For the last 40 years, the Coen brothers have developed, honed, and refined an approach to cinema uniquely and identifiably their own, to the point their name has been adjectivised as a way to describe any off-kilter black comedy that bears a passing resemblance to their work.

Plenty of films have rolled off the Hollywood production line and been branded as Coenesque, but that’s an oxymoron in itself. No matter how hard any filmmaker tries, they’ll never be able to replicate the eccentricities, idiosyncracies, and indescribable intangibles that make Joel and Ethan who they are.

On the other hand, maybe the siblings are nothing more than a couple of ripoff merchants. Before any furious cinephiles begin sharpening their pitchforks: that comes from them. As usually tends to be the case, though, there’s a hint of at least one Coen tongue being planted in cheek when casting that aspersion over the bulk of their career, even if it’s not wildly inaccurate.

“All we’ve been doing for the last 25 years is remaking The Wizard of Oz,” Joel suggested to GQ. “It’s true. Sometimes consciously, and sometimes we don’t realise until after we’ve made the movie. Consciously in O Brother, Where Art Thou? Oz is the only film we just rip off left and right.”

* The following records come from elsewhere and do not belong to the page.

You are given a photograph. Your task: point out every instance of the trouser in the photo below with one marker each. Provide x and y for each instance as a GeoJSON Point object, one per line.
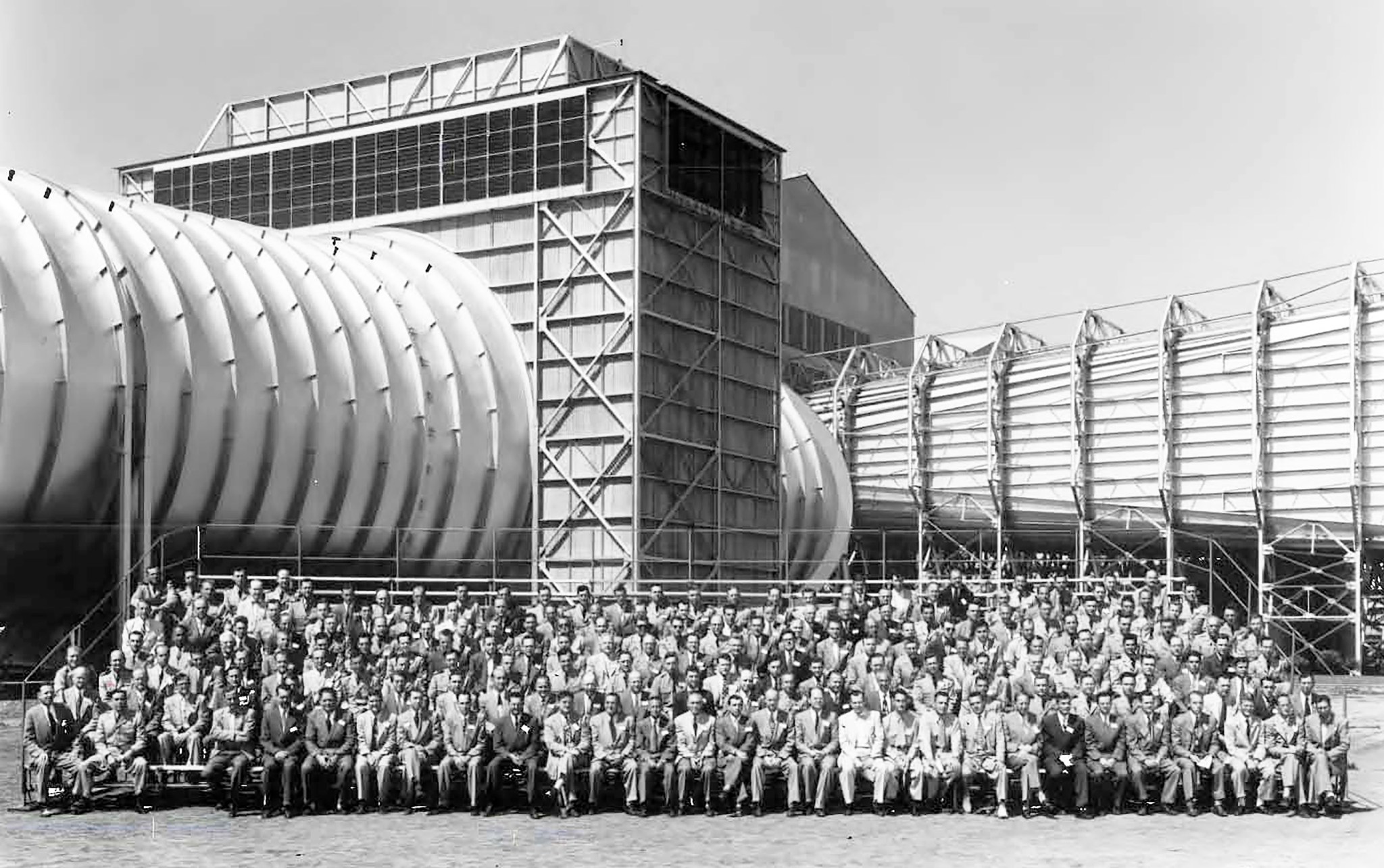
{"type": "Point", "coordinates": [412, 761]}
{"type": "Point", "coordinates": [701, 767]}
{"type": "Point", "coordinates": [43, 763]}
{"type": "Point", "coordinates": [1029, 781]}
{"type": "Point", "coordinates": [451, 767]}
{"type": "Point", "coordinates": [1323, 774]}
{"type": "Point", "coordinates": [628, 770]}
{"type": "Point", "coordinates": [936, 777]}
{"type": "Point", "coordinates": [285, 771]}
{"type": "Point", "coordinates": [1113, 778]}
{"type": "Point", "coordinates": [644, 780]}
{"type": "Point", "coordinates": [816, 778]}
{"type": "Point", "coordinates": [170, 742]}
{"type": "Point", "coordinates": [495, 775]}
{"type": "Point", "coordinates": [1058, 773]}
{"type": "Point", "coordinates": [853, 767]}
{"type": "Point", "coordinates": [764, 765]}
{"type": "Point", "coordinates": [1289, 766]}
{"type": "Point", "coordinates": [318, 763]}
{"type": "Point", "coordinates": [372, 771]}
{"type": "Point", "coordinates": [234, 765]}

The Coens’ musical dramedy definitely carries the most obvious shades of Judy Garland’s trip to the home of the Yellow Brick Road, but it’s arguably not even the most pronounced influence on the film. If 100 people were asked to envision what an amalgamation of Homer’s The Odyssey and The Wizard of Oz would look like, Joel and Ethan would probably be the only ones who’d come up with George Clooney, John Turturro, and Tim Blake Nelson’s buffoons on the run.

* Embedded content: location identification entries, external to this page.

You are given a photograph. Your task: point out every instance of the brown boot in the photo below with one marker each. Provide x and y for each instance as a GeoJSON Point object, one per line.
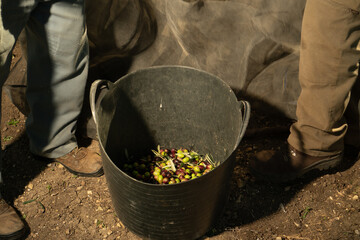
{"type": "Point", "coordinates": [288, 164]}
{"type": "Point", "coordinates": [83, 161]}
{"type": "Point", "coordinates": [11, 226]}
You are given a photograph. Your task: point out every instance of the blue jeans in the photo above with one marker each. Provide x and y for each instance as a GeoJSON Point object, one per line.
{"type": "Point", "coordinates": [57, 51]}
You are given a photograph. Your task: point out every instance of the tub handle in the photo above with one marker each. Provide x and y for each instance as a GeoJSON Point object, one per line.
{"type": "Point", "coordinates": [96, 87]}
{"type": "Point", "coordinates": [245, 106]}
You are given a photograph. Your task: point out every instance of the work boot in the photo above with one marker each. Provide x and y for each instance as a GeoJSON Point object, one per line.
{"type": "Point", "coordinates": [288, 164]}
{"type": "Point", "coordinates": [11, 226]}
{"type": "Point", "coordinates": [83, 161]}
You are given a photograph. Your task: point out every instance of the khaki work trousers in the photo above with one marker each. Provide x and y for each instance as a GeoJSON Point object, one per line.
{"type": "Point", "coordinates": [328, 75]}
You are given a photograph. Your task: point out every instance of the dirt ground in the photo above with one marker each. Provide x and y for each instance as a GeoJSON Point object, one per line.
{"type": "Point", "coordinates": [56, 204]}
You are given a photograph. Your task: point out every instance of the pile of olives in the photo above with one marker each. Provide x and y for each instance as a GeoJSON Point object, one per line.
{"type": "Point", "coordinates": [169, 166]}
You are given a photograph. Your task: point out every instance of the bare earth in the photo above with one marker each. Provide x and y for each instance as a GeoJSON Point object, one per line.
{"type": "Point", "coordinates": [56, 204]}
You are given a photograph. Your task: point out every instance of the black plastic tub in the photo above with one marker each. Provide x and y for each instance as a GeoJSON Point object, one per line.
{"type": "Point", "coordinates": [170, 106]}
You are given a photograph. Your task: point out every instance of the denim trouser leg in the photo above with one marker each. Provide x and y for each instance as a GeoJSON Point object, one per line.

There are also several similarities between The Big Lebowski and Victor Fleming’s Technicolor classic, but they’re not quite as overt. While the Coens’ mischievous nature does present the possibility they’re merely pulling everyone’s leg by claiming The Wizard of Oz inspired everything they made over a quarter of a century, what’s equally impish is for them to say they don’t even rate it as a work of cinema.

“I don’t even think it’s an especially great movie,” Ethan offered as Joel concurred. “It’s not. We just saw it on television too many times.” It’s always hard to tell exactly where the truth lies whenever the Coens open their mouths, even if it’s not outside the realms of possibility that they don’t think too highly of The Wizard of Oz.

They’ve definitely seen it plenty of times, which – as they intimated – subconsciously filtered into their filmography whether they wanted it to or not. Two of their pictures carry noticeable hallmarks, but maybe it’s time to comb through the back catalogue and look for the rest.